What Happens When Bleeding Is Severe

When bleeding doesn’t stop on its own or with medications, the surgical team has two main paths. For clotting-related bleeding, they can give blood products: red blood cells to replace what’s lost, plasma to replenish clotting proteins, and platelet transfusions to restore clotting ability. Research shows that giving these in balanced ratios (roughly equal amounts of plasma, platelets, and red blood cells) leads to better outcomes than giving red blood cells alone. In a landmark trial, patients who received a 1:1:1 ratio of plasma to platelets to red blood cells achieved hemostasis 86% of the time, compared to 78% with less balanced ratios.
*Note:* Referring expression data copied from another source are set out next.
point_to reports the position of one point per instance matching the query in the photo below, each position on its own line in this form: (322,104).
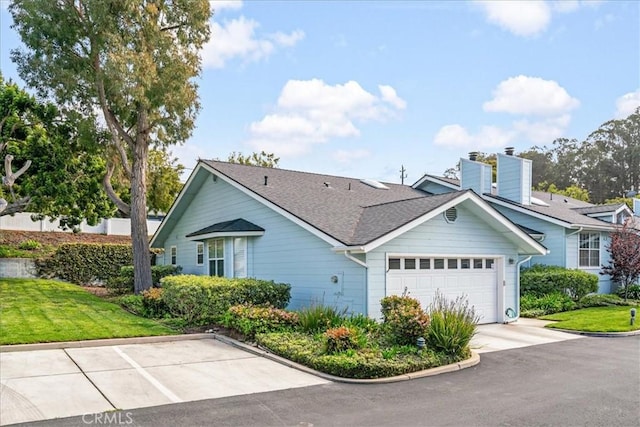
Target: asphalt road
(586,382)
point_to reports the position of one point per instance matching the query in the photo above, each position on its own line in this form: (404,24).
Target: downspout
(517,299)
(366,280)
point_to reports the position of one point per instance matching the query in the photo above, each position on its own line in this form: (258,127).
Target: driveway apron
(45,384)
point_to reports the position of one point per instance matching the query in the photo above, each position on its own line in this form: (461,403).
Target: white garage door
(420,277)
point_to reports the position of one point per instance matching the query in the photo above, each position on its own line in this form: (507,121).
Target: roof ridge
(295,171)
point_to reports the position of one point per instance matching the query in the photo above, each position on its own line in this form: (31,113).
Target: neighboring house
(345,241)
(575,232)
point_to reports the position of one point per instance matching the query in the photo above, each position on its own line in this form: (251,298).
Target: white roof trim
(544,217)
(176,202)
(435,180)
(219,234)
(313,230)
(469,195)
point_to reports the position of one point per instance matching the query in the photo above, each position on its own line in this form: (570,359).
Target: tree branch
(106,183)
(15,207)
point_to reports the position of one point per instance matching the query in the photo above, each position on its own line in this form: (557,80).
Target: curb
(599,334)
(468,363)
(102,342)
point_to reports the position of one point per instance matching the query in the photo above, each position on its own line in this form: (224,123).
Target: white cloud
(309,112)
(522,18)
(542,131)
(457,136)
(389,95)
(348,156)
(627,104)
(287,40)
(220,5)
(565,6)
(528,18)
(530,95)
(237,39)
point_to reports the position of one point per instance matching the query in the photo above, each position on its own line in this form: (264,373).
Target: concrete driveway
(45,384)
(522,333)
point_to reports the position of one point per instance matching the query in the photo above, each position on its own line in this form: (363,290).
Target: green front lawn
(37,310)
(595,319)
Medications that slow the breakdown of blood clots are also commonly used during and after surgery. These drugs work by blocking the conversion of an inactive protein in your blood into its active, clot-dissolving form. They’re particularly useful in patients who are known to be at higher risk, such as elderly patients, those with small body frames, or anyone facing a long time on the bypass machine.

When the bleeding source is surgical rather than a clotting problem, the patient may need re-exploration. This means returning to the operating room so the surgeon can reopen the chest, identify the specific site that’s bleeding, and repair it directly. While this sounds alarming, it’s a well-established part of cardiac surgery care and is sometimes the fastest path to stopping blood loss that medications and transfusions can’t control.

Cardiac Tamponade: A Dangerous Complication

One particularly serious form of postoperative bleeding is cardiac tamponade, where blood collects in the sac surrounding the heart and compresses it, preventing it from filling properly. Warning signs include a rapid heart rate, falling blood pressure, muffled or distant heart sounds, and visibly swollen neck veins. Paradoxically, chest tube output may actually decrease during tamponade because the blood is collecting in a space the tubes aren’t draining effectively, or because clots are blocking the tubes.

Tamponade is a surgical emergency. The pressure on the heart can quickly become life-threatening if the accumulated blood isn’t drained. This is one reason the ICU team watches not just for high chest tube output but also for the combination of low output with signs of cardiovascular decline.